Question: Explain what this SSH one-liner does — it converts a HuggingFace GPT-2 model to GGUF format.

Answer:

This runs a Python script over SSH on a remote GPU box (root@<IP_ADDRESS>) that converts your fine-tuned sec-edgar-gpt-124m GPT-2 model from HuggingFace format into a single .gguf file for llama.cpp/ollama inference.

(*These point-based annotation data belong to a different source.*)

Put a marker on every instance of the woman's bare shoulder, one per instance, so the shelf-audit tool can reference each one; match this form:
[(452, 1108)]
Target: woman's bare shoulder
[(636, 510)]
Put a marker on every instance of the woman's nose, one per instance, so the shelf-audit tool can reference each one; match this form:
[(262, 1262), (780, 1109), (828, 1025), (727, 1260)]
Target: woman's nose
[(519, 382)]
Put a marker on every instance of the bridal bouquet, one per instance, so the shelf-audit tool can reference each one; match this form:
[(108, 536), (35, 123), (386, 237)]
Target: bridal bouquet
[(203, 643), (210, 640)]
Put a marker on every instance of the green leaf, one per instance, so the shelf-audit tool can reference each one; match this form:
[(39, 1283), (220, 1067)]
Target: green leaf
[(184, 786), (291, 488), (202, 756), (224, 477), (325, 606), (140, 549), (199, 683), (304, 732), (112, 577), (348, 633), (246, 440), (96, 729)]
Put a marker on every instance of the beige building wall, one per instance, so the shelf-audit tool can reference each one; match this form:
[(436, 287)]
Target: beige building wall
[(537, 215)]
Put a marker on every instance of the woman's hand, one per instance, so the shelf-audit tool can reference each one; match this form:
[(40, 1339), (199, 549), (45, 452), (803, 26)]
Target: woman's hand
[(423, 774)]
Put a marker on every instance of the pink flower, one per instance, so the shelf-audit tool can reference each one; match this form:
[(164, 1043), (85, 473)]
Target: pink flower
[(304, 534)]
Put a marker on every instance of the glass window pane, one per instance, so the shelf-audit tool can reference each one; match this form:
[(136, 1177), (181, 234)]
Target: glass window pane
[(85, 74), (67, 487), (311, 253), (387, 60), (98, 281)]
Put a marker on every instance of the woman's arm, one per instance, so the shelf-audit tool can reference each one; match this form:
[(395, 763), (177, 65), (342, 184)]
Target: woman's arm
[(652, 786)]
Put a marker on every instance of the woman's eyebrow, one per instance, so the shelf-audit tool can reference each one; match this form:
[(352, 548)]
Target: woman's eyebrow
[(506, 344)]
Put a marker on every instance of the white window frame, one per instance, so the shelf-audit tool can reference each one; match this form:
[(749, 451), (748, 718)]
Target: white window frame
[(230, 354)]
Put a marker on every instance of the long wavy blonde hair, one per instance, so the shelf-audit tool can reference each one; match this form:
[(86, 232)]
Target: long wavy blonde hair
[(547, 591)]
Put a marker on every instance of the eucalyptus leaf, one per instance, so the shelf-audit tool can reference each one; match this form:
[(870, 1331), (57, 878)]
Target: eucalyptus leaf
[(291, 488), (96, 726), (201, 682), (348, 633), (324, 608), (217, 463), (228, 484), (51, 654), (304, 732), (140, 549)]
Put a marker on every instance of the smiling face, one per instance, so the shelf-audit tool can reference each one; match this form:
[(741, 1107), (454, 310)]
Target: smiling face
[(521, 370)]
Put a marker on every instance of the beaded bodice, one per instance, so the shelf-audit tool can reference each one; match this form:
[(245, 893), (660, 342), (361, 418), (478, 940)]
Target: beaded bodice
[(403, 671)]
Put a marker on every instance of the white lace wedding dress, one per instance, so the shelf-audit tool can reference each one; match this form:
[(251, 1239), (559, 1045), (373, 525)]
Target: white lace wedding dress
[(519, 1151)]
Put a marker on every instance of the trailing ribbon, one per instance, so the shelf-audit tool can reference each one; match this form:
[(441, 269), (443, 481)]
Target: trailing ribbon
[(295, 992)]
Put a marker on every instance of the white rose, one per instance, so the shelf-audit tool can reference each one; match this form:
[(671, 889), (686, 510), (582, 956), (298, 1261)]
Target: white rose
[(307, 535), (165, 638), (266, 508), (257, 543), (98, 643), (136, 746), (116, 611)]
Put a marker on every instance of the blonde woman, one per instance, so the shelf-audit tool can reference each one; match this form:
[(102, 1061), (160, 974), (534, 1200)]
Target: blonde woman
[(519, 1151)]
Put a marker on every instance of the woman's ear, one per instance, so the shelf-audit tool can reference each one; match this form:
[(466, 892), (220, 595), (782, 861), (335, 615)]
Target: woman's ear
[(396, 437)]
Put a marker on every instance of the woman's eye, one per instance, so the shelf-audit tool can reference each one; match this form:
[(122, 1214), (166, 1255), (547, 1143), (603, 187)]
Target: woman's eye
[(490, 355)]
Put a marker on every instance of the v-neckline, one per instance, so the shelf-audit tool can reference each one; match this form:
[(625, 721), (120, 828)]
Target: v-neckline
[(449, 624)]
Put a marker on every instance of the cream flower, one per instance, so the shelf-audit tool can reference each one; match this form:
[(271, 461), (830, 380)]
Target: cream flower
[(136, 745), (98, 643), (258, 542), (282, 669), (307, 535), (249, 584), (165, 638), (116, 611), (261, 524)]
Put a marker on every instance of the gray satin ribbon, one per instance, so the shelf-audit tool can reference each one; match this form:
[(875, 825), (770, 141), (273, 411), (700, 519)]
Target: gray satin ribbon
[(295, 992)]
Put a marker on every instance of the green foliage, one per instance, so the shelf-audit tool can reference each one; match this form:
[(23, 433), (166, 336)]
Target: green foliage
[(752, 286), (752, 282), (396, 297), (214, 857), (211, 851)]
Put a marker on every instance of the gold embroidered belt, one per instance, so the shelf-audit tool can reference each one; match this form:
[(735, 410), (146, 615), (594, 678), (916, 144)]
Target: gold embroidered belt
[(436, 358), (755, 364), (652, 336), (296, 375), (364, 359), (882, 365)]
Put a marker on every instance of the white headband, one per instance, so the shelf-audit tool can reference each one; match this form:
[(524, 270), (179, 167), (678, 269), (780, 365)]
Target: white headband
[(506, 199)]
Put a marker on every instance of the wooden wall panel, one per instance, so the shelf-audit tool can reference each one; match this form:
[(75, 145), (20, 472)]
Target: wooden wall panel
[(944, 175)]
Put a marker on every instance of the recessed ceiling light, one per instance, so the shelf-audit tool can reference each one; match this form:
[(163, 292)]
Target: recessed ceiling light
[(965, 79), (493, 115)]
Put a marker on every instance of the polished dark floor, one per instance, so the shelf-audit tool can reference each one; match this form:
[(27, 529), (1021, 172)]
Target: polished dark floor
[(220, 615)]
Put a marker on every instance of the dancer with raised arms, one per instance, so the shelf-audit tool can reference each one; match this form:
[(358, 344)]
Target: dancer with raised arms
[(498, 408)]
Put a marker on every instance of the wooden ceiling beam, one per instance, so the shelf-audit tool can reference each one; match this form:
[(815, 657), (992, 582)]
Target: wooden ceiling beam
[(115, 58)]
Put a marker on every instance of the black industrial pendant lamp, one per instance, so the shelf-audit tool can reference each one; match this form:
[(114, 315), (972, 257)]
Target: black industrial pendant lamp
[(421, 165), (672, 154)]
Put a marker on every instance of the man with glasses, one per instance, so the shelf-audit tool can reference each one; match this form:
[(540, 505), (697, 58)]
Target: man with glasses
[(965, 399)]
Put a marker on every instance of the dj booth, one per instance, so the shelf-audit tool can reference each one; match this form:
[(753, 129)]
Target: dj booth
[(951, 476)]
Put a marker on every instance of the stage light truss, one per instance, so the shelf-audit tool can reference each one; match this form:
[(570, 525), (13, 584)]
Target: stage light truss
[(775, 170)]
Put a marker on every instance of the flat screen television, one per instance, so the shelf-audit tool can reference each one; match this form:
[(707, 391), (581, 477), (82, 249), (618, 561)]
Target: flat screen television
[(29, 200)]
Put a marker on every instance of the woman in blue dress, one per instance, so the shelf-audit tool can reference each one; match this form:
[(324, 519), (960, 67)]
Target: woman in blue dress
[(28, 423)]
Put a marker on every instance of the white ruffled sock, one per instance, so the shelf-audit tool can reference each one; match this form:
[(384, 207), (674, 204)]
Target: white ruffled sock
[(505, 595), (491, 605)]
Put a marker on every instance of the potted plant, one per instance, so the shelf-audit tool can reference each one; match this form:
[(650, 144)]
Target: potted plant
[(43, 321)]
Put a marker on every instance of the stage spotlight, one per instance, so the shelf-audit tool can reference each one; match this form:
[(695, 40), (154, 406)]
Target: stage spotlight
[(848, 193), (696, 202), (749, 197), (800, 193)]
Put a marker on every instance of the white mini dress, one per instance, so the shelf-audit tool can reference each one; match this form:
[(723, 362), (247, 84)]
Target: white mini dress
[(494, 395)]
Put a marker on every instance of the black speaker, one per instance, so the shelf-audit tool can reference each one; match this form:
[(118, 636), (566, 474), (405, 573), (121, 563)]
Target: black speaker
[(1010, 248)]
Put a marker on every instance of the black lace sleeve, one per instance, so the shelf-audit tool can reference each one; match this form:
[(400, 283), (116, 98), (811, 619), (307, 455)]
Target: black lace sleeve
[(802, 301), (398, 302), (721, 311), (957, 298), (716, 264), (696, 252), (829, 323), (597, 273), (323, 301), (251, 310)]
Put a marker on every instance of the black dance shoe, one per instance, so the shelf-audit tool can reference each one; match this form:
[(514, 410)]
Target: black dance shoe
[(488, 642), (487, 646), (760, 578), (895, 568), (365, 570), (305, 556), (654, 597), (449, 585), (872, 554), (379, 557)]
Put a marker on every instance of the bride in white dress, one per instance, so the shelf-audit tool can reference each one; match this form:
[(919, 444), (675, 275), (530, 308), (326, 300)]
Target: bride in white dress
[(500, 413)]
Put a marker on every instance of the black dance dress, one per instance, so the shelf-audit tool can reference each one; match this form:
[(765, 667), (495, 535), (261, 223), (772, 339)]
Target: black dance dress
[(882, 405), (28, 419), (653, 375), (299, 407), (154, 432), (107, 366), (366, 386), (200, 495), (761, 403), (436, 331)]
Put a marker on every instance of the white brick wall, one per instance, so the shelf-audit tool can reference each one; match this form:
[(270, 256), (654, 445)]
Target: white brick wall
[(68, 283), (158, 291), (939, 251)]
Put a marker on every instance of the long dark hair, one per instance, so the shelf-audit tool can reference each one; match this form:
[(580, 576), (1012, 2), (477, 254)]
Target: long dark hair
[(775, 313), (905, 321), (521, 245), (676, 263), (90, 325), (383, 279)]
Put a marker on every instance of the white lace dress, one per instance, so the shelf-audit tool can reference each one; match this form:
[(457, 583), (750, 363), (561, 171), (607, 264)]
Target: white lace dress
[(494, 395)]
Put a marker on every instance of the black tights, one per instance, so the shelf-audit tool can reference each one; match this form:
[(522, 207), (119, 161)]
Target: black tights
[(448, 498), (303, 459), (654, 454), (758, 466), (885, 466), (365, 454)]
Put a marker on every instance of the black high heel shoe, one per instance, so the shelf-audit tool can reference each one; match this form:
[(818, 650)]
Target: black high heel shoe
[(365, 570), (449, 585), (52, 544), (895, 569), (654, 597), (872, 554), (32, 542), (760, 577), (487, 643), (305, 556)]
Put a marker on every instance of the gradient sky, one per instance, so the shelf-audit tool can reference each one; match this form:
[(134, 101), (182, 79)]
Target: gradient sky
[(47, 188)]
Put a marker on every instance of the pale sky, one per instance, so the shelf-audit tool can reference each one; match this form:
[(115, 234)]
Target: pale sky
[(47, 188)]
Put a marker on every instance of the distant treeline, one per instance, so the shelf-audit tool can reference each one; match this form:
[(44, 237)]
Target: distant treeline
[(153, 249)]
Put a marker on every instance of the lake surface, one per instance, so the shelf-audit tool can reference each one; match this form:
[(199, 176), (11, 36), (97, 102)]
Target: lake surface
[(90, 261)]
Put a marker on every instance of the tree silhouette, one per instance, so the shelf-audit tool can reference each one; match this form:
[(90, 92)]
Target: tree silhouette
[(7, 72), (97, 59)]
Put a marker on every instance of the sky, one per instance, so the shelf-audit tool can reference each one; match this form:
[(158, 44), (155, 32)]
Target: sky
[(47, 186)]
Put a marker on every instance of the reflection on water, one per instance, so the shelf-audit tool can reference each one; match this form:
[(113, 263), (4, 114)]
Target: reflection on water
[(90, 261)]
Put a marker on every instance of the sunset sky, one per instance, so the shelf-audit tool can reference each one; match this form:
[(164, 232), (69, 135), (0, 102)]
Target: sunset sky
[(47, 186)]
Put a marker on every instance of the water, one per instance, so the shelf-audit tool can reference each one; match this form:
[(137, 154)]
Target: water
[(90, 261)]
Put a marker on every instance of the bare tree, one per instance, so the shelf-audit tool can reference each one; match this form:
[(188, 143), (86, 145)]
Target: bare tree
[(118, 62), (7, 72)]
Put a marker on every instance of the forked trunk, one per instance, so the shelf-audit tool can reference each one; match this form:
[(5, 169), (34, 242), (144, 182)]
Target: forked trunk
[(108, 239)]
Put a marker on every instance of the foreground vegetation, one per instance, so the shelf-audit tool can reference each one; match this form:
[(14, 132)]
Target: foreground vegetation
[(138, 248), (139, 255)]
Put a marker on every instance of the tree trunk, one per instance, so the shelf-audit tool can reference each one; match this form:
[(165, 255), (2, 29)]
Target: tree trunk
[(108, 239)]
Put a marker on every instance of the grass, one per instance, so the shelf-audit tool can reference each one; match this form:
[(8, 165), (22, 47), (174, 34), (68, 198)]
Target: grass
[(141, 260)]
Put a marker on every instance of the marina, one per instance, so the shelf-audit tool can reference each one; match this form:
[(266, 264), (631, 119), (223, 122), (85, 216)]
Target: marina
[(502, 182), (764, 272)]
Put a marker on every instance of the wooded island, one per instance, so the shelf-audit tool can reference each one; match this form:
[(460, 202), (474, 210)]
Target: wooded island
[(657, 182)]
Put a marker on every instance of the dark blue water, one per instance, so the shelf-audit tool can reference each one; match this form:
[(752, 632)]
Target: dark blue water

Walking through it layer by layer:

1. Tokenizer reconstruction

vocab = td["model"]["vocab"]          # {token_str: id}
nv = len(vocab)
toks = [""] * nv
for s, i in vocab.items(): toks[i] = s   # invert to id-ordered list
for i, c in added.items():               # overlay added_tokens
    if i < nv: toks[i] = c
tb = [t.encode("utf-8") for t in toks]   # token bytes
mb = ["".join([a,b]).encode("utf-8") for a,b in td["model"]["merges"]]  # BPE merges

GGUF stores the tokenizer inline. It inverts the {token: id} map into an id-indexed list, overlays special/added tokens, then encodes both the token list and the BPE merge pairs as UTF-8 bytes. The merges are what let llama.cpp rebuild the exact BPE encoder.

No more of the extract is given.